RDD(Resilient Distributed Datasets)弹性分布式数据集,spark中数据的抽象说明
特性(来源于源码):
* Internally, each RDD is characterized by five main properties:
*
* - A list of partitions
一组分区
RDD由分区组成
* - A function for computing each split
函数,用于计算RDD中数据
* - A list of dependencies on other RDDs
RDD之间存在依赖关系:宽、窄
* - Optionally, a Partitioner for key-value RDDs (e.g. to say that the RDD is hash-partitioned)
* - Optionally, a list of preferred locations to compute each split on (e.g. block locations for an HDFS file)
RDD的构建方式:
1.使用SparkContex创建: val rdd1 = sc.parallelize(Array(1,2,3,4,5,6,7,8,9,10),3)
2.通过读取外部的数据源,直接创建RDD
val rdd2 = sc.textFile("hdfs://bigdata111:9000/input/data.txt") val rdd2 = sc.textFile("/root/temp/input/data.txt")
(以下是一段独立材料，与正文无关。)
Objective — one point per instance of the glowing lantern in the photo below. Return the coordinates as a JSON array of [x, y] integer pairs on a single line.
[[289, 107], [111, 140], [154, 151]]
代码:需求是分析用户访问日志,提取用户访问的jps域名,将jps域名保存到关系型数据库中;
package SparkContextDemo
import org.apache.spark.SparkConf
import org.apache.spark.SparkContext
import org.apache.spark.Partitioner
import scala.collection.mutable.HashMap
import java.sql.DriverManager
import java.sql.Connection
import java.sql.PreparedStatement
object Tomcat {
def main(args: Array[String]): Unit = {
System.setProperty("hadoop.home.dir", "D:\\DayDayUp\\hadoop-2.4.1\\hadoop-2.4.1")
//构建sc对象 生成RDD对象
val conf = new SparkConf().setAppName("Tomcat log").setMaster("local")
val sc = new SparkContext(conf)
//读取数据
val rdd1 = sc.textFile("D:\\tmp\\localhost_access_log.